TOKYO, April 3 (Reuters) - U.S. Treasuries steadied in Asia on Wednesday, after slipping the previous day as worries of a major banking crisis in the euro zone receded and as investors braced for a solid recovery in U.S. employment.
* The yield on the 10-year notes was little changed at 1.861 percent. It rose about 3 basis points on Tuesday after hitting a two-month low of 1.823 percent in Asian trade.
* Although weak U.S. manufacturing data on Monday helped to drive down the 10-year yield to a two-month low, stable euro zone debt markets boosted investors’ risk appetite.
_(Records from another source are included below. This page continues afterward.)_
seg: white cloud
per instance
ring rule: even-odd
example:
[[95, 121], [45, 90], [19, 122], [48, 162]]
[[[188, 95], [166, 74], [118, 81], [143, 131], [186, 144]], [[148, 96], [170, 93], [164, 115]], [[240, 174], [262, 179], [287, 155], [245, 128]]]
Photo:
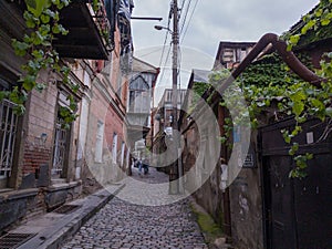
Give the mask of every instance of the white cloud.
[[[183, 0], [178, 0], [181, 4]], [[189, 0], [186, 0], [186, 3]], [[191, 1], [191, 4], [196, 0]], [[298, 22], [301, 15], [309, 12], [319, 0], [198, 0], [198, 4], [186, 33], [183, 46], [190, 48], [183, 52], [181, 68], [190, 71], [198, 68], [197, 61], [209, 58], [210, 62], [204, 61], [203, 68], [211, 66], [216, 56], [219, 42], [222, 41], [258, 41], [264, 33], [273, 32], [281, 34]], [[133, 41], [135, 55], [156, 66], [159, 66], [162, 48], [166, 31], [157, 31], [155, 24], [167, 25], [170, 0], [136, 0], [133, 15], [135, 17], [162, 17], [158, 21], [133, 20]], [[187, 21], [189, 21], [190, 12]], [[184, 15], [184, 14], [183, 14]], [[180, 20], [183, 20], [181, 17]], [[170, 22], [172, 28], [172, 22]], [[184, 35], [184, 33], [181, 34]], [[180, 37], [180, 40], [183, 37]], [[169, 45], [168, 35], [167, 45]], [[159, 48], [156, 48], [159, 46]], [[167, 54], [165, 51], [165, 56]], [[194, 53], [193, 51], [200, 51]], [[189, 53], [186, 55], [186, 53]], [[204, 55], [203, 55], [204, 54]], [[209, 54], [209, 56], [206, 56]], [[189, 58], [189, 59], [188, 59]], [[169, 58], [170, 63], [170, 58]], [[184, 64], [185, 63], [185, 64]], [[195, 64], [196, 63], [196, 64]], [[162, 63], [162, 66], [164, 63]], [[167, 80], [169, 81], [169, 79]], [[185, 81], [185, 80], [181, 80]], [[167, 84], [163, 82], [160, 84]], [[170, 86], [170, 84], [169, 84]]]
* Italian and Spanish bond prices rose as investors scaled back concerns that a draconian international bailout of Cyprus could set off a wider bank run in the euro zone.
* Wall Street shares also rallied to record highs, with both the S&P 500 and Dow Jones index closing at record highs, undermining the attraction of Treasuries.
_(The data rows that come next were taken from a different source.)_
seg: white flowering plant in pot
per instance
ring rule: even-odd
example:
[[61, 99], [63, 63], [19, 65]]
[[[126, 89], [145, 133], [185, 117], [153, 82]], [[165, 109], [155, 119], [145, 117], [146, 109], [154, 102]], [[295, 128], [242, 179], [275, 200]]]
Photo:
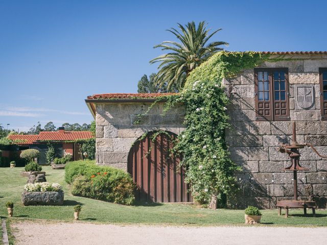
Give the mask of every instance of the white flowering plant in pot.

* Furthermore, investors are expecting Friday’s U.S. jobs data, the most important event of the week, to show payrolls gained a net 200,000 in March, well above its trend since the U.S. economy recovered from the 2008 financial crisis.
* Still, Treasuries were underpinned by expectations the Federal Reserve will keep buying bonds for the time being to knock down unemployment further.
* “U.S. bond yields also look attractive, comparatively speaking, as yields on Japanese and German bonds are falling sharply,” said a trader at a Japanese bank.
* The 10-year Japanese government bond yield is flirting with 10-year lows near 0.5 percent on hopes of aggressive monetary easing by the Bank of Japan. German Bunds yield about 1.31 percent, not far from its eight-month low near 1.25 percent hit last week on worries about Cyprus.